Will stood staring for a moment, while Angelus closed the case and put it beside its fellow. He shut the wardrobe doors with a soft click, his back to Will.

“We’re leaving, then?” Will asked stupidly. “Why?”

Angelus paused, his head slightly tipped. It struck Will, inconsequently, that Angelus’s shoulders were extremely broad.

Then Angelus turned round, and Will forgot about his shoulders in favour of the cold black look on Angelus’s face.

“Will you please tell me—” Will started to say, hearing with dismay the hint of a whine in his tone. He was cut off by Angelus walking suddenly straight across the room toward him.

“Wait, I don’t even know—” Will tried to back up in a hurry and almost fell. Angelus caught hold of his shirt, yanked him upright, and punched him in the face.

It was a very hard blow; harder than anything Angelus had given him in months, and for a second Will was as incapacitated by the shock of it as by the pain. He couldn’t hear or think; he could only see the ceiling. Dull white, a decorative moulding. There was blood in his mouth and his neck felt broken.

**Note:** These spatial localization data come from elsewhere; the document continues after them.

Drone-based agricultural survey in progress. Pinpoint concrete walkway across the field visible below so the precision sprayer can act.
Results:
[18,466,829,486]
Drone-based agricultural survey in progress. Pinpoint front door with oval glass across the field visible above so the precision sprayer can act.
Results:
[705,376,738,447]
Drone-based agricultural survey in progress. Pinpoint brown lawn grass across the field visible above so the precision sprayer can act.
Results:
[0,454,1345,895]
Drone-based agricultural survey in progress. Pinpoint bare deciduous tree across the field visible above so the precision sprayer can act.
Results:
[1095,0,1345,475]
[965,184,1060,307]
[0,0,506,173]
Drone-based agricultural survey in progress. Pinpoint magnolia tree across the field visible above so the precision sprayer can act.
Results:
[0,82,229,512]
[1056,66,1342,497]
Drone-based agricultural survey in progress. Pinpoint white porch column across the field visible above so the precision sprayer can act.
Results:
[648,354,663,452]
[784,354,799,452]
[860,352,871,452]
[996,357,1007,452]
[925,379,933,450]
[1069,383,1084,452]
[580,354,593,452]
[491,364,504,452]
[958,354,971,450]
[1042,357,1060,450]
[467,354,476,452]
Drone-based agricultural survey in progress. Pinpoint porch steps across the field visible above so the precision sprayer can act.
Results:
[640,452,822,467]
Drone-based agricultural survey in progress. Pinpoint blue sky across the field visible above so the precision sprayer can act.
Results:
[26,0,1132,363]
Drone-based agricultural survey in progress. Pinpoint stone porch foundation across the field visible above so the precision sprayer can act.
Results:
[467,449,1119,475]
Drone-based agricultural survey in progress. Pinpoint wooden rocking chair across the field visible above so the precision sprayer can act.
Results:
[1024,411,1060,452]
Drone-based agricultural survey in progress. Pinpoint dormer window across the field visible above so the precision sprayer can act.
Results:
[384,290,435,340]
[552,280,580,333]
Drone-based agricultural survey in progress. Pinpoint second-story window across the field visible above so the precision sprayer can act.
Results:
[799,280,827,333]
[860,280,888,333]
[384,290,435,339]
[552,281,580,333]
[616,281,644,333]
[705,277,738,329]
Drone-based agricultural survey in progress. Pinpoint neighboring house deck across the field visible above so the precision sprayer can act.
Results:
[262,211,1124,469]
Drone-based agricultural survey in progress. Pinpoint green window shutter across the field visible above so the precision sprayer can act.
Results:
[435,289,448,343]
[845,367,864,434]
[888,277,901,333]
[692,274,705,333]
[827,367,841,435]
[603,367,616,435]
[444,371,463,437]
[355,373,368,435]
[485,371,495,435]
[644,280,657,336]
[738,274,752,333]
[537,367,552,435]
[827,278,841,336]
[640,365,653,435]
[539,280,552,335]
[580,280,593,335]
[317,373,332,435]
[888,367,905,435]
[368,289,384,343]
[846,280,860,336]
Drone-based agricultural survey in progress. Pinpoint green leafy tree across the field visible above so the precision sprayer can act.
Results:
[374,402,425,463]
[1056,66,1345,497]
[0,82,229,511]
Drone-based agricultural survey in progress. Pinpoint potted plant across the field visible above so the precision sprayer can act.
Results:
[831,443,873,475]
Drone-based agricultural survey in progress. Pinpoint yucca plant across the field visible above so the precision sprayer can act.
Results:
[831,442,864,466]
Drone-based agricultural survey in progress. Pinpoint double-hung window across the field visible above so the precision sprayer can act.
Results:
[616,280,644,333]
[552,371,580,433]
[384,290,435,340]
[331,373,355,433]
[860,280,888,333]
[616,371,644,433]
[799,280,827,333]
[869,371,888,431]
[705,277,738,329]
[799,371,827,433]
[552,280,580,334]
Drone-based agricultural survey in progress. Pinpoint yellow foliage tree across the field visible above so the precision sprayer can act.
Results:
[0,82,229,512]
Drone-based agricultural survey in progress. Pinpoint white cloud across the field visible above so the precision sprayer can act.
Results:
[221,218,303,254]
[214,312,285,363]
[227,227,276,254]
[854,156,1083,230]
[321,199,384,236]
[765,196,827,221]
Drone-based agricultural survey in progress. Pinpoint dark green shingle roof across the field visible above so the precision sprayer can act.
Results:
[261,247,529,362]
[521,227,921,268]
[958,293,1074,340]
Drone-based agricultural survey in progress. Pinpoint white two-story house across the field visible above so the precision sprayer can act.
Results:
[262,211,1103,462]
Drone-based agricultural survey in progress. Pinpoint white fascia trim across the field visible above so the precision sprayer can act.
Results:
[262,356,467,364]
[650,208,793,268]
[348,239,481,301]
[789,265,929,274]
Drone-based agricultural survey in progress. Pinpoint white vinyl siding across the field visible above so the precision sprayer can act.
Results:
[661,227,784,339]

He raised a slow incompetent hand and tried to pull Angelus’s fingers away from his shirt, but Angelus only lifted him off his feet and shook him till his teeth chattered. He tried to kick out and missed completely.

“Shut up,” Angelus said, and Will realized he was gasping. He closed his mouth. Angelus dropped him without warning, so that Will’s knees buckled and he fell. “Why do you think we’re leaving?”

Will looked up and tried to speak. His head spun and he felt desperately ill.

“You killed a horse,” Angelus said flatly. He took out his handkerchief and began to wipe his hands with a look of disgust. “Do you remember that?”

Will pushed up onto his knees, started to stand, and fell back down again. He remembered the sign about peasants, and then—the feel of the pump handle coming loose in his hand. The sheared bolts clinking on the pavement. Then quickly across the street to the abandoned hansom, and the bay horse with one white sock.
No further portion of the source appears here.